The SkillsBench finding that focused skills with two to three modules outperform comprehensive ones is directly relevant here (“SkillsBench,” Section 4.2). A skill that tries to cover an entire domain tends to underperform one that handles a specific thing well. The more practical question is whether to put a full workflow (data fetch, format, generate PDF) into one skill or split it. Current research supports splitting because, then, each piece becomes reusable, easier to update when something changes, and less likely to create unexpected behavior when one module’s scope drifts.

What about skills for noncoders or nonsoftware workflows?
Skills are format-agnostic. They’re structured instructions plus optional scripts, and the domain can be anything. A customer support team can encode their escalation criteria, tone guidelines, and the specific conditions where a human always takes over. A legal team can encode their document review checklist. A design team can encode component standards so reviews stay consistent across contributors. Atlassian’s Rovo agents are a useful reference outside the coding context. Their skills handle ticket triage, Confluence page creation, and service request routing, none of which is software engineering.

When should you deprecate a skill?
This is the question that gets skipped most often. The “SoK” paper argues for treating skills like any other maintained artifact through discovery, refinement, evaluation, update, and eventually deprecation (see Figure 2 in the paper). A skill that was compensating for a model capability gap six months ago may now be redundant, and worse than redundant if it’s overriding better native behavior. The practical test is to run the task with and without the skill and check if the skill still helps. If the gap has closed, retire it.

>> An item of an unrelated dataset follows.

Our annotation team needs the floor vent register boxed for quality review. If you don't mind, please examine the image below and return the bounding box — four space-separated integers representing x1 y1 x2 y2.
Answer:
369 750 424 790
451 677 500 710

What breaks as the library grows

A single well-written skill works well. As libraries grow, flat retrieval breaks down, and the “AgentSkillOS” paper is the first to study this systematically across ecosystem scales from 200 to 200,000 skills.

Flat skill libraries don’t scale. When the agent scans a flat directory of, say, 80+ skills on every request, retrieval becomes unreliable. Two skills with similar descriptions start triggering interchangeably and behavior becomes nondeterministic for the same input. At the extreme, the orchestrator falls into routing collapse, where it consistently invokes the wrong skill because the semantic embeddings of two similar skills are indistinguishable. The output looks reasonable BUT the wrong skill ran.

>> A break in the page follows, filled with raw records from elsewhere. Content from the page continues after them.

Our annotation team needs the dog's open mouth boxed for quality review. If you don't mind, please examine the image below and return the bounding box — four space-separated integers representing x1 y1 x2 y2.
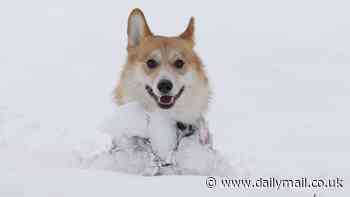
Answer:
145 85 185 109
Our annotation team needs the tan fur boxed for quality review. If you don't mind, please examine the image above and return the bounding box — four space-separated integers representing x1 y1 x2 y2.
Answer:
115 9 210 121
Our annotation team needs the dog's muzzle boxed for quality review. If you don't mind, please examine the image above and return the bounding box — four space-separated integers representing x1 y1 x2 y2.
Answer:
145 85 185 109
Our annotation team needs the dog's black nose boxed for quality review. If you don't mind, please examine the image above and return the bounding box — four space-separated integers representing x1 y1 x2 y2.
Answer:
157 79 173 94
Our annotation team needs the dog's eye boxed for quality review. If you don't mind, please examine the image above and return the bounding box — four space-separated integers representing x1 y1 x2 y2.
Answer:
146 59 158 69
174 59 185 69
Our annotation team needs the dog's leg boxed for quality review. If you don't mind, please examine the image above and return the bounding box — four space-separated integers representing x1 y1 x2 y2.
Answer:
198 117 212 146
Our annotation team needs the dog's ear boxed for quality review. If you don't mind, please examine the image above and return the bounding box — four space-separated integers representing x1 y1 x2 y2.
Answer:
179 17 194 45
128 8 153 48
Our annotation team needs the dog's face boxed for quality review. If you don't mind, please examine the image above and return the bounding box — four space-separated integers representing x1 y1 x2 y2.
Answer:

The fix the paper proposes is capability trees: organize skills into a hierarchy rather than a flat list. Top-level domains like code, data, docs, with more specific skills as branches and leaves. The agent navigates from domain to branch to leaf instead of scanning everything. They also introduce a usage frequency queue, where skills that aren’t being invoked or aren’t improving outcomes get moved to a dormant index so they don’t pollute retrieval for active skills.

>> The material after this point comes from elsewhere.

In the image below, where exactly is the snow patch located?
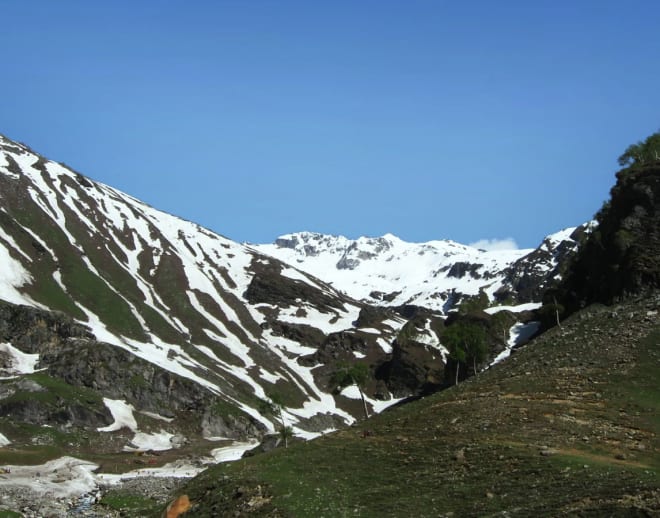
[0,343,46,377]
[96,398,137,432]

Testing this across ecosystems ranging from 200 to over 200,000 skills, the structured approach consistently outperformed flat invocation, and the gap widened as library size grew.

This pattern shows up in how production teams manage their libraries too. Atlassian recommends fewer than five skills per Rovo agent. OpenHands maintains a curated extensions repository with separate skill packages for discrete workflows rather than one monolithic skill set. Across all of them, scoped purposeful skill sets outperform comprehensive ones. More skills isn’t more capable. Past a point, it’s just more noise.

How orchestration can work differently

This section uses a different definition of skill than the rest of the article, so the distinction matters upfront.

In the “SkillOrchestra” paper, a skill isn’t a SKILL.md file. It’s a capability description used to match task requirements to individual agents in a multi-agent system (see Figure 3 in the paper). The concern isn’t procedural knowledge for one agent but figuring out which agent in a pool should handle a given task and why.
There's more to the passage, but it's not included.